Adjuvant therapies did not confer a significant improvement in survival, Dr. Terlecki said. In fact, after adjusting for age, race, Gleason sum, and pathologic stage of disease, men who received all three modalities of therapy combined had twice the mortality risk as men who received either surgery alone, surgery with hormonal therapy, or surgery with radiation.

 

“While it is most likely that the patients receiving all modalities of therapy had biologically more aggressive disease, the fact that this is not explained by baseline characteristics or pathologic stage suggests that discretionary use of additional modes of treatment may be advantageous,”

Dr.

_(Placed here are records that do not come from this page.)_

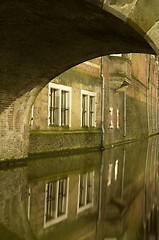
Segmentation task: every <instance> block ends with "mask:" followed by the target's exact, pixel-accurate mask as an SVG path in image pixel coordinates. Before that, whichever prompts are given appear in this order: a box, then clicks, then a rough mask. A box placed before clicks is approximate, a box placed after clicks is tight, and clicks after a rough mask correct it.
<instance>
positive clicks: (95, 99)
mask: <svg viewBox="0 0 159 240" xmlns="http://www.w3.org/2000/svg"><path fill="white" fill-rule="evenodd" d="M83 95H87V96H88V99H87V101H88V102H87V104H88V107H87V108H88V109H87V122H88V125H87V127H90V126H89V102H90V97H91V96H92V97H94V98H95V105H94V123H93V126H92V127H96V104H97V103H96V98H97V97H96V96H97V94H96V93H95V92H90V91H86V90H83V89H81V127H82V99H83V98H82V96H83Z"/></svg>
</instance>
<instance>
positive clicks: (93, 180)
mask: <svg viewBox="0 0 159 240" xmlns="http://www.w3.org/2000/svg"><path fill="white" fill-rule="evenodd" d="M93 193H94V172H88V173H85V174H81V175H79V186H78V206H77V211H78V212H80V211H82V210H84V209H86V208H88V207H91V206H92V205H93Z"/></svg>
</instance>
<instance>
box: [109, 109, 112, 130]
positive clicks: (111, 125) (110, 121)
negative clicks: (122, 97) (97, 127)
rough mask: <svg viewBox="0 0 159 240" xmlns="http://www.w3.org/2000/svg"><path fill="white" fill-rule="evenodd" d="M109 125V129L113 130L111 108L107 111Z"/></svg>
mask: <svg viewBox="0 0 159 240" xmlns="http://www.w3.org/2000/svg"><path fill="white" fill-rule="evenodd" d="M109 124H110V128H113V108H110V109H109Z"/></svg>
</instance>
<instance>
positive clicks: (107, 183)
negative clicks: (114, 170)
mask: <svg viewBox="0 0 159 240" xmlns="http://www.w3.org/2000/svg"><path fill="white" fill-rule="evenodd" d="M112 169H113V164H112V163H110V164H109V167H108V181H107V186H109V185H110V184H111V182H112Z"/></svg>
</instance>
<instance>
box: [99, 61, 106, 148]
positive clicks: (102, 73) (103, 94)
mask: <svg viewBox="0 0 159 240" xmlns="http://www.w3.org/2000/svg"><path fill="white" fill-rule="evenodd" d="M100 78H101V81H102V113H101V127H102V143H101V144H102V149H104V134H105V129H104V94H105V91H104V75H103V57H101V71H100Z"/></svg>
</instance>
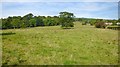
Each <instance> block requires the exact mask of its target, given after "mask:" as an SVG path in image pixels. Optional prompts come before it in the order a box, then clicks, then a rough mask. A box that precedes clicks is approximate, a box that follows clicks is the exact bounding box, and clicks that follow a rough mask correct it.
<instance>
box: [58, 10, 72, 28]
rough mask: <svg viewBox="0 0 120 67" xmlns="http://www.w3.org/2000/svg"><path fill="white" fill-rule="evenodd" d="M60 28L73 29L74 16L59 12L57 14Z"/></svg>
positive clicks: (68, 14) (70, 13)
mask: <svg viewBox="0 0 120 67" xmlns="http://www.w3.org/2000/svg"><path fill="white" fill-rule="evenodd" d="M59 14H60V15H59V17H60V22H61V26H62V27H63V28H68V27H74V23H73V21H74V14H73V13H69V12H60V13H59Z"/></svg>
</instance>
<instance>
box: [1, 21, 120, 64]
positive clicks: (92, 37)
mask: <svg viewBox="0 0 120 67" xmlns="http://www.w3.org/2000/svg"><path fill="white" fill-rule="evenodd" d="M74 24H75V25H74V29H69V30H64V29H61V28H60V27H59V26H51V27H49V26H46V27H34V28H25V29H7V30H0V31H2V32H3V35H2V49H3V50H2V64H3V65H46V64H48V65H56V64H62V65H68V64H72V65H73V64H80V65H81V64H82V65H116V64H118V31H116V30H109V29H99V28H94V26H91V25H82V24H81V23H80V22H75V23H74ZM0 36H1V35H0Z"/></svg>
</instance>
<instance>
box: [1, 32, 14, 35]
mask: <svg viewBox="0 0 120 67" xmlns="http://www.w3.org/2000/svg"><path fill="white" fill-rule="evenodd" d="M14 34H16V33H13V32H8V33H0V35H14Z"/></svg>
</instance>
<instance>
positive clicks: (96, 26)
mask: <svg viewBox="0 0 120 67" xmlns="http://www.w3.org/2000/svg"><path fill="white" fill-rule="evenodd" d="M95 27H96V28H105V27H106V25H105V23H104V22H97V23H96V24H95Z"/></svg>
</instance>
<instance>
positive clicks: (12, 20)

Terlecki said.

 

He also emphasized the importance of using overall survival as the primary study end point rather than biochemical disease-free survival.  “Overall survival,” he explained, “is the most critical end point since it has been shown that biochemical progression does not necessarily lead to clinical progression.”

 

Finally, he said that the findings need to be interpreted with caution given the study's retrospective design as well as a selection bias with regard to which patients were selected for surgery.

 

In addition, the results were not stratified by individual surgeons, and surgeons may vary with regard to their patients' clinical outcomes and their choice of additional therapies.

 

Overall, surgery provides the most complete staging information and eliminates the bulk of large-volume disease, and thus initial surgery may help doctors select which patients are appropriate for multi-modal regimens and optimize patient outcomes, Dr. Terlecki said.

Advances in systemic therapy have sparked interest in the use of multi-modal therapy to optimize outcomes in men with high-risk prostate cancer, he added.